Corona Die Stadt und die Schulleiter haben sich ganz bewusst gegen Luftreinigungsgeräte in den Klassenzimmern entschieden. Sie setzen stattdessen auf regelmäßiges Lüften. Von Bianca Lütz-Holoch

Fenster auf, heißt es an der Grundschule in Weilheim mindestens alle 20 Minuten.Foto: Jean-Luc Jacques
Fenster auf, heißt es an der Grundschule in Weilheim mindestens alle 20 Minuten.Foto: Jean-Luc Jacques

Viele Eltern blicken mit Sorge auf den nächsten Herbst und Winter in Zeiten der Corona-Pandemie.

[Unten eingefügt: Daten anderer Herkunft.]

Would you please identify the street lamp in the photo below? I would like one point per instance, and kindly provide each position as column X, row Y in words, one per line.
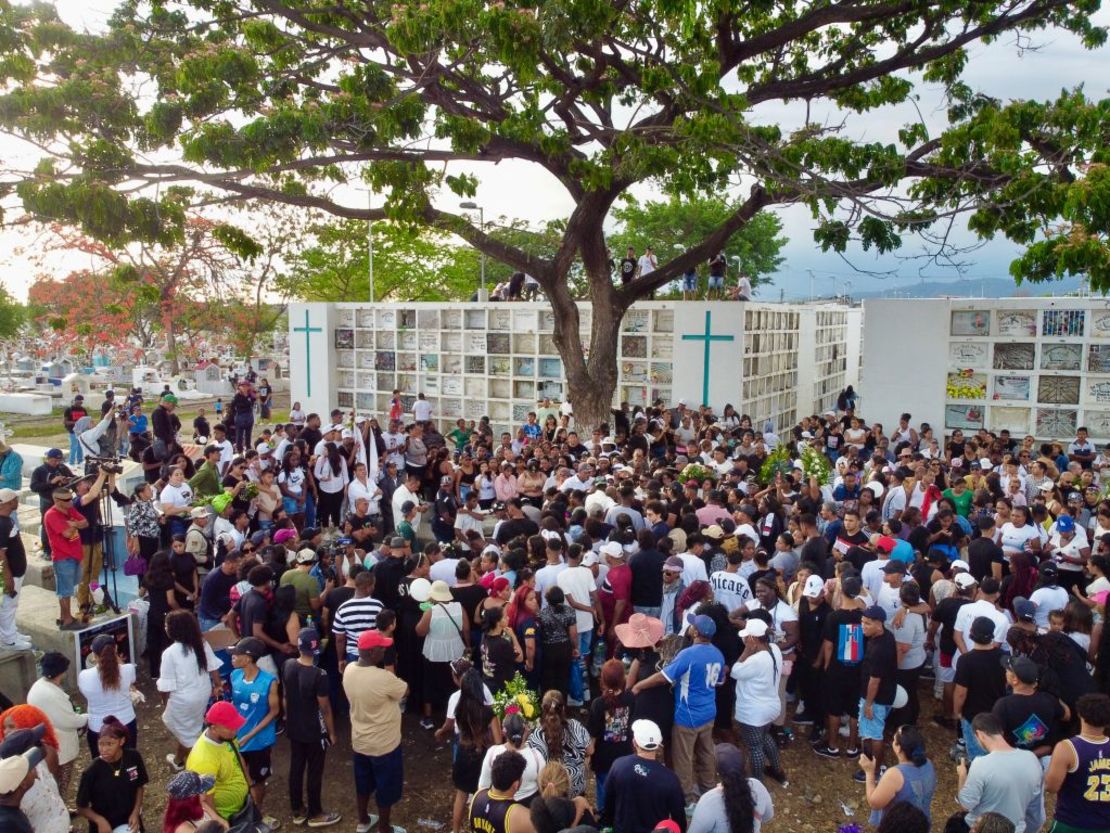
column 471, row 206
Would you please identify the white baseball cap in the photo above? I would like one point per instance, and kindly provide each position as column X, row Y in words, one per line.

So auch in Weilheim. Eine Mutter, deren Sohn im September eingeschult wird, hat nun in der Bürgerfragestunde der Weilheimer Gemeinderatssitzung nachgehakt, welche Vorkehrungen an Weilheimer Schulen ­getroffen werden, um Präsenzunterricht nach den Sommerferien im Herbst zu ermög­lichen - ­insbesondere für Grundschüler, für die digita­les Lernen nur begrenzt möglich ist. Die Antwort darauf: Lüften, lüften, lüften. Luftfiltergeräte jedenfalls wird es in den Weilheimer Klassenzimmern nicht geben.

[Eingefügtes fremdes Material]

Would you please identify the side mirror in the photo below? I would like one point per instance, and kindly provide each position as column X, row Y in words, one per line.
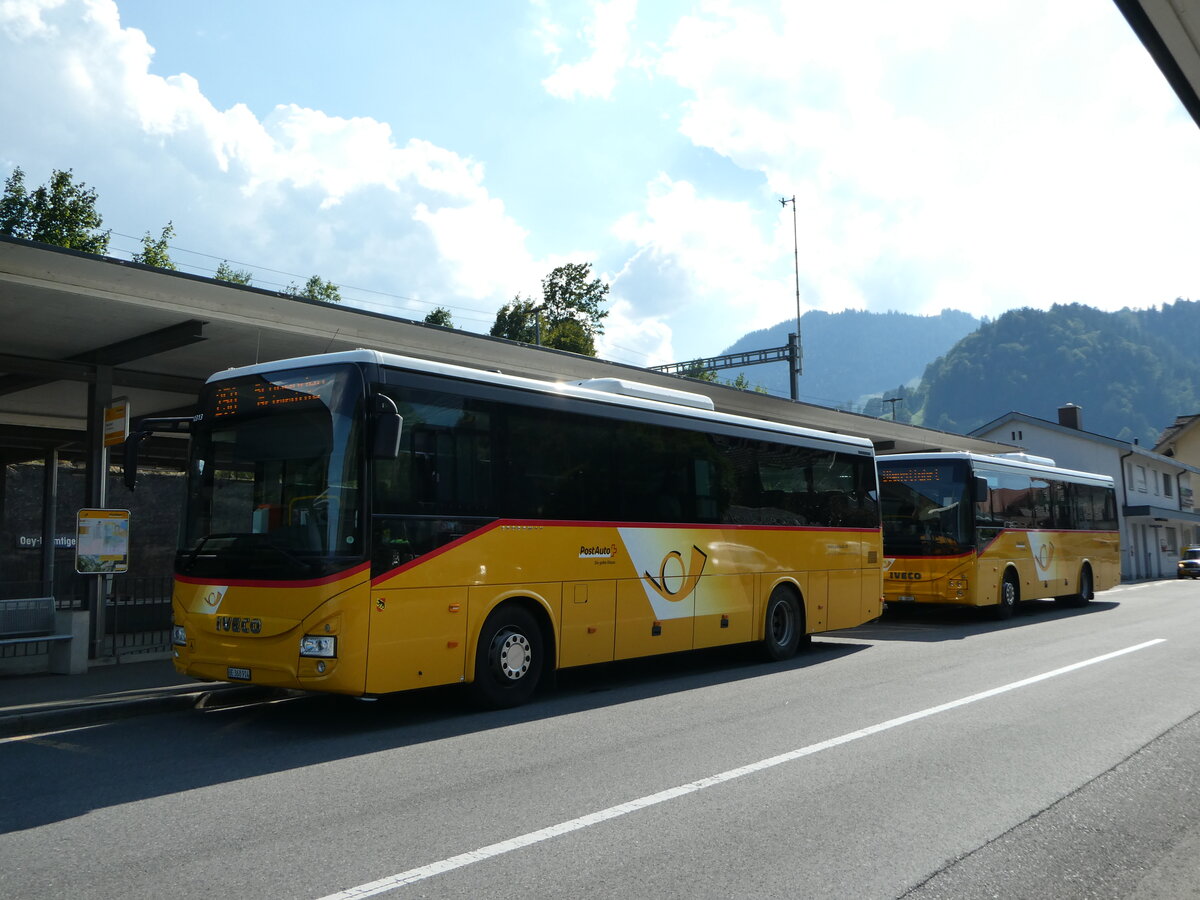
column 981, row 489
column 130, row 448
column 388, row 426
column 145, row 427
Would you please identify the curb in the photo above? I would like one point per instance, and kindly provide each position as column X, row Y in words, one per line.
column 83, row 713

„Das Land Baden-Württemberg und der Gemeindetag empfehlen, Luftfiltergeräte für nicht oder schlecht lüftbare Klassenräume anzuschaffen“, sagt Weilheims Bürgermeister Johannes Züfle. „Wir haben das schon 2020 überprüft und festgestellt, dass wir keine nicht oder schlecht lüftbaren Klassenräume haben.“ An der Sachlage habe sich seither nichts verändert, so Züfle. Deshalb stehe für ihn fest: „Es gibt keinen Handlungsbedarf in Weilheim.“

Das sieht übrigens nicht nur der Bürgermeister so. Auch die Rektoren der Real-, Werkreal- und Grundschule sind mit ihm einig. „Wir halten Luftfiltergeräte für nicht sinnvoll“, sagt die Leiterin der Limburg-Grundschule, Eileen Müller. Zu dem Schluss ist sie nach intensiver Recherche und einem Testlauf mit einem Luftfiltergerät gekommen. Gründe gibt es dafür gleich mehrere. Die hat Eileen Müller auch in einem Brief an die Eltern zusammengefasst. „Mobile Lüftungsgeräte sind nicht als Ersatz, sondern allenfalls als Ergänzung zum aktiven Lüften geeignet“, betont sie. „Selbst die hochwertigsten Anlagen ersetzen das Lüften, das Tragen von Masken sowie das Testen nicht.“ Bei dem Probelauf hätten nicht nur trotz Luftfilter die CO2-Messegräte nach rund 20 Minuten angeschlagen. Die Anlagen seien von Lehrern und Schülern auch als störend empfunden worden. „Sie sind laut und es entsteht Zugluft.“ Dazu kommt, dass die Luftfilter groß sind und in der Mitte des Raums stehen müssen, um ideal arbeiten zu können. Meist reicht auch ein Exemplar pro Raum nicht aus. „Die Kinder haben keine freie Sicht mehr“, kritisiert Eileen Müller.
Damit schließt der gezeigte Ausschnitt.